Once you finished filling up each pixel with a set of RGB values, then you’ll be able to handle it as a RGB image but not a YCbCr image.

You can download the standard document of PFNC at the EMVA website.

Manipulating GenICam Feature Nodes

Probably almost of the Harvester users would be interested in manipulating GenIcam feature nodes through Harvester. Let’s assume that we are going to control a GenICam feature node called Foo.

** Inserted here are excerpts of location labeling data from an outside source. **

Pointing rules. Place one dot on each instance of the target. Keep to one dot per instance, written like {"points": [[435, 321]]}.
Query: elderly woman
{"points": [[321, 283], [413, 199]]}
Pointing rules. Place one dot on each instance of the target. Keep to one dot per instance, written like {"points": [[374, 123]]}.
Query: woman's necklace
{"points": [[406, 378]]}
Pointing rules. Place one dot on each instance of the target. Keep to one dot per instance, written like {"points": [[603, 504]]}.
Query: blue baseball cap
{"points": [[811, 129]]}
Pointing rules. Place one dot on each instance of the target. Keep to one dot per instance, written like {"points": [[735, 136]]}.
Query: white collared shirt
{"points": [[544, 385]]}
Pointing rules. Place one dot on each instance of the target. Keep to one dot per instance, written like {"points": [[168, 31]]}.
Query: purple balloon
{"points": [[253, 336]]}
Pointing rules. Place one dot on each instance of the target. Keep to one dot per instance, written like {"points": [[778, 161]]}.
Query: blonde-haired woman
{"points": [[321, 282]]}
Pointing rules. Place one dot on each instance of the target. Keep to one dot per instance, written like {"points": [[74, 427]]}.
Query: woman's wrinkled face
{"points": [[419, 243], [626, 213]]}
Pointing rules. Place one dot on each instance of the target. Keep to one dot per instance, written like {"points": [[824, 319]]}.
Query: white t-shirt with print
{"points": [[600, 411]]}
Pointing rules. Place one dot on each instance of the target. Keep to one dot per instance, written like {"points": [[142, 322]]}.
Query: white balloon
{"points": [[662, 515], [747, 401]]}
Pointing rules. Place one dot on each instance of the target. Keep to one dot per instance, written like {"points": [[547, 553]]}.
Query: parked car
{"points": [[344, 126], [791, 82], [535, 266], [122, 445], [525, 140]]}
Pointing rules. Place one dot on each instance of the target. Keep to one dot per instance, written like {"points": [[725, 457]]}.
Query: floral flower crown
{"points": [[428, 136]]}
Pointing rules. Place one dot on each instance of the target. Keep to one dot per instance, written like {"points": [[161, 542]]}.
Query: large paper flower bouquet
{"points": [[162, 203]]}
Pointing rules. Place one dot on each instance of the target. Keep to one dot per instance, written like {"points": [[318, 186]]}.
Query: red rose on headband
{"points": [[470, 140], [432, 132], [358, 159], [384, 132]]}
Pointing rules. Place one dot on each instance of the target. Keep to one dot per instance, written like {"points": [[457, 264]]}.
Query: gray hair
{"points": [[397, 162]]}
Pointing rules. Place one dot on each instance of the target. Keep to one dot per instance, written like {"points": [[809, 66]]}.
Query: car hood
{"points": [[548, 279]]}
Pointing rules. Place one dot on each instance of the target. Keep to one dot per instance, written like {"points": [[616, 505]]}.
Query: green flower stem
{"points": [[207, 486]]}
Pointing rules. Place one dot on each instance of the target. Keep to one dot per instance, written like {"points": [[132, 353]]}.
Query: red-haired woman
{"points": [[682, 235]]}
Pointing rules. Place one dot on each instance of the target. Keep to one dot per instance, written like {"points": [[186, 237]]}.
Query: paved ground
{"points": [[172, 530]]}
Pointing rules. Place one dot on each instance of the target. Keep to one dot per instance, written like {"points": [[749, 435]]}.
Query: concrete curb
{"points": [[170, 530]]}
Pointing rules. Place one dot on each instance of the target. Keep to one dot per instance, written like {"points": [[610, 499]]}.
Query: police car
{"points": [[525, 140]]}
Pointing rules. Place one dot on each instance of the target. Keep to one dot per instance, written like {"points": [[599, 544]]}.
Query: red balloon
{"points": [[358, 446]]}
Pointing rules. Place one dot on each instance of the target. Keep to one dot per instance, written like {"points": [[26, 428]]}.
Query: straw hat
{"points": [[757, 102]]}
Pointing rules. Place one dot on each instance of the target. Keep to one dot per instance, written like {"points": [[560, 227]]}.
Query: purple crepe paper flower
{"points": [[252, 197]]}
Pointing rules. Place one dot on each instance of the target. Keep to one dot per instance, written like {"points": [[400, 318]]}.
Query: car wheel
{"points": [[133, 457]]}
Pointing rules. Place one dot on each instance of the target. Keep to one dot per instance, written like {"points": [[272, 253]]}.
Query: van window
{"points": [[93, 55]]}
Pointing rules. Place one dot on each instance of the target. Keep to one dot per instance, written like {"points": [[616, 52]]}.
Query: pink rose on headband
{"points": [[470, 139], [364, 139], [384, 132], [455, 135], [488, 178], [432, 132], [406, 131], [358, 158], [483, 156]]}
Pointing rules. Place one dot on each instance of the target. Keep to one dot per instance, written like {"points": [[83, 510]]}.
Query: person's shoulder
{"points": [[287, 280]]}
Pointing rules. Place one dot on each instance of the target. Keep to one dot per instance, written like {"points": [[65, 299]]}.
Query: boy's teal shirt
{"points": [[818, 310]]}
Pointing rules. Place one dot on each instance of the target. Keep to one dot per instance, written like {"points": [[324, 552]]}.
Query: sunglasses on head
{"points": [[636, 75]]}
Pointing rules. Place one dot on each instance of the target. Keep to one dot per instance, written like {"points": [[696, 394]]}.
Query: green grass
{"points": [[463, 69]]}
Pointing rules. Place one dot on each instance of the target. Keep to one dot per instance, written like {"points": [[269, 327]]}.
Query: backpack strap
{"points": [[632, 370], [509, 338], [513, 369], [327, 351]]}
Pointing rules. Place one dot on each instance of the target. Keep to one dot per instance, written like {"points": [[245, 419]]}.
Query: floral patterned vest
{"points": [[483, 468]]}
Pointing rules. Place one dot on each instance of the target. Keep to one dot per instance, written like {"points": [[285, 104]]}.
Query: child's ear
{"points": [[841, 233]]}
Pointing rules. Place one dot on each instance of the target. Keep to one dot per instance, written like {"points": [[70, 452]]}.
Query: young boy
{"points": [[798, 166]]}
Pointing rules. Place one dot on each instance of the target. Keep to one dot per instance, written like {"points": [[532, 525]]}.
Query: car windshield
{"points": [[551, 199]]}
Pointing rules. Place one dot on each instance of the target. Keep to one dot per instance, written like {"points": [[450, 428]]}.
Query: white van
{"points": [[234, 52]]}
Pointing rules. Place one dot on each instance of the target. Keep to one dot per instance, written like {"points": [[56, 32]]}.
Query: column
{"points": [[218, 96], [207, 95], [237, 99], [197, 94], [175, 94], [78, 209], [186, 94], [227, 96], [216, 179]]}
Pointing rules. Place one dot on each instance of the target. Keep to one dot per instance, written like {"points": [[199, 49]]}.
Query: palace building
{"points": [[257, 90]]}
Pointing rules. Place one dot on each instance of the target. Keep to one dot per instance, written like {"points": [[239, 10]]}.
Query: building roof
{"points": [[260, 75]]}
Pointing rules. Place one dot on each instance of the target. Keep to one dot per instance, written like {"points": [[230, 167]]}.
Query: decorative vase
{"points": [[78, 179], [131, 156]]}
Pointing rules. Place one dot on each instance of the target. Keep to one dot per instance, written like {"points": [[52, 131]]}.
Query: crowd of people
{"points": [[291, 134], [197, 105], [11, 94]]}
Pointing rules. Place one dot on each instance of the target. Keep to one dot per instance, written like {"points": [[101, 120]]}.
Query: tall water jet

To get the value of Foo, we code as follows:

a = ia.remote_device.node_map.Foo.value

On the other hand, if Foo is an Integer node then we code as follows to set a value:

ia.remote_device.node_map.Foo.value = 42

If Foo is a Boolean node, then you code as follows:

ia.remote_device.node_map.Foo.value = True

Or if Foo is an Enumeration node, then you code as follows; it also works for a case where Foo is a String node:

ia.remote_device.node_map.Foo.value = 'Bar'

If Foo is a Command node, then you can execute the command with the following

ia.remote_device.node_map.Foo.execute()

There you can dive much more deeper in the GenICam GenApi but the description above would be sufficient for a general use.

Ah, one more thing. You may want to know the available GenICam feature nodes in the target remote physical device. In such a case, you can probe them calling the dir function as follows:

dir(ia.remote_device.node_map)

You should be able to find (probably) familiar feature names in the output.